The Hong Kong Jewish Film Festival is over for another year. If you weren't there, you missed some great films!

We thought you might like to know which films were our Audience Award winners this year. Voting was the tightest it has ever been with less than 0.5 (out of 10) separating the first and third favourite features, and 0.6 separating the first and third favourite short films/documentaries:

  • Favourite Feature Film: Voyages
  • Favourite Short Film or Documentary: Moving Heaven and Earth

  • Favourite Feature Film: Voyages

    A woman on a bus tour of Poland is left behind at a Jewish cemetery. A Parisian widow receives a call from a man claiming to be her long-lost father. A newly arrived 85-year-old Russian immigrant wanders the streets of Tel Aviv looking for a distant cousin. A lost Eastern European Jewish world echoes in their actions, gestures and turns of phrase. The film quietly builds to a devastating finale that links the characters together in the most profoundly emotional sense.
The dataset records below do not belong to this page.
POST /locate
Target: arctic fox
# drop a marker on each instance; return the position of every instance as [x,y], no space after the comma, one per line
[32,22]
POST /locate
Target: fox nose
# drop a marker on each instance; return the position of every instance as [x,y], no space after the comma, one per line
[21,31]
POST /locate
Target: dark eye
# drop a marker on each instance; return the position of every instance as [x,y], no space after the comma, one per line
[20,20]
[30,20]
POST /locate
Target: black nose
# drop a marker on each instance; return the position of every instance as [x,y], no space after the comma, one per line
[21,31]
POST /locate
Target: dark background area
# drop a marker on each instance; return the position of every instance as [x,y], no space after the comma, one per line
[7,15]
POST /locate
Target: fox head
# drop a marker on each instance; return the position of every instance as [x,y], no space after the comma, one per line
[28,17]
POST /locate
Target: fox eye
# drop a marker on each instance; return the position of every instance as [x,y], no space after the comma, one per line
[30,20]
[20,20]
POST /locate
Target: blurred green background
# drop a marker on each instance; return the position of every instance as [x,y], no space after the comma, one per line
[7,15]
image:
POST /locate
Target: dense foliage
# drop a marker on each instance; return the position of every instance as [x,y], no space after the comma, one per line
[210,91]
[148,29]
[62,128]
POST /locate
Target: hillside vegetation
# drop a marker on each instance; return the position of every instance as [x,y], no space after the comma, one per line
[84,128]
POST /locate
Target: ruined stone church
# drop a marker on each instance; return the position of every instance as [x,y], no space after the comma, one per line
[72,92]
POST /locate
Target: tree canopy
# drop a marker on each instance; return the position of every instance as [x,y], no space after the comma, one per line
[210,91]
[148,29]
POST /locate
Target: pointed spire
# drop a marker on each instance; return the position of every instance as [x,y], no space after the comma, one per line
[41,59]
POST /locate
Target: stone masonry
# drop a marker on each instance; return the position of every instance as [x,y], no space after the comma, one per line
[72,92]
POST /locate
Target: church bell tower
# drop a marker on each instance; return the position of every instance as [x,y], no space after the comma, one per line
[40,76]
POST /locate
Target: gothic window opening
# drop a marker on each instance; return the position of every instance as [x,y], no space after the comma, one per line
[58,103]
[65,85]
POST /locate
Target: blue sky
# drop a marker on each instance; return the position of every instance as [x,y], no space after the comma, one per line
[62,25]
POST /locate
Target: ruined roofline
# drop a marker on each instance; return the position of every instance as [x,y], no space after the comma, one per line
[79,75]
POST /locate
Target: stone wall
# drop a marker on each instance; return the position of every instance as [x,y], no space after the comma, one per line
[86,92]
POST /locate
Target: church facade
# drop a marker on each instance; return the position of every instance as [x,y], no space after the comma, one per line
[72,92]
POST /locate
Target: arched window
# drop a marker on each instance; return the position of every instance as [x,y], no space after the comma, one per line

    Audience Score: 9.2/10


    Favourite Short Film or Documentary: Moving Heaven and Earth

    In 1919, following the guidance of their leader, a local governor named Semei Kakungulu, the Ugandan Abayudaya adopted all the observances of Judaism including circumcision at birth. In the 1970s, even in the face of rampant anti-Semitism under the reign of Idi Amin exemplified by torture and murder, many of the tribe held fast to Jewish practice and beliefs. In the 1980s with the help of the outside Jewish community from Israel and the United States, a number of small synagogues were built and a Torah donated. Today the Abayudaya keep kosher according to Talmudic Law, attend to the Jewish calendar of holidays and study the week's parshah. At the beginning of February of 2002, a Beit Din made up of three rabbis from the United States and one from Israel went to this community in Uganda. There, over a period of six days, they converted over 300 Abayudaya, welcoming them into the community of world Jewry. An inspiring documentary on the complicated nature of Jewish identity.

    Audience Score: 9.0/10


    The 6th Annual Hong Kong Jewish Film Festival will take place next November. We hope to see you there!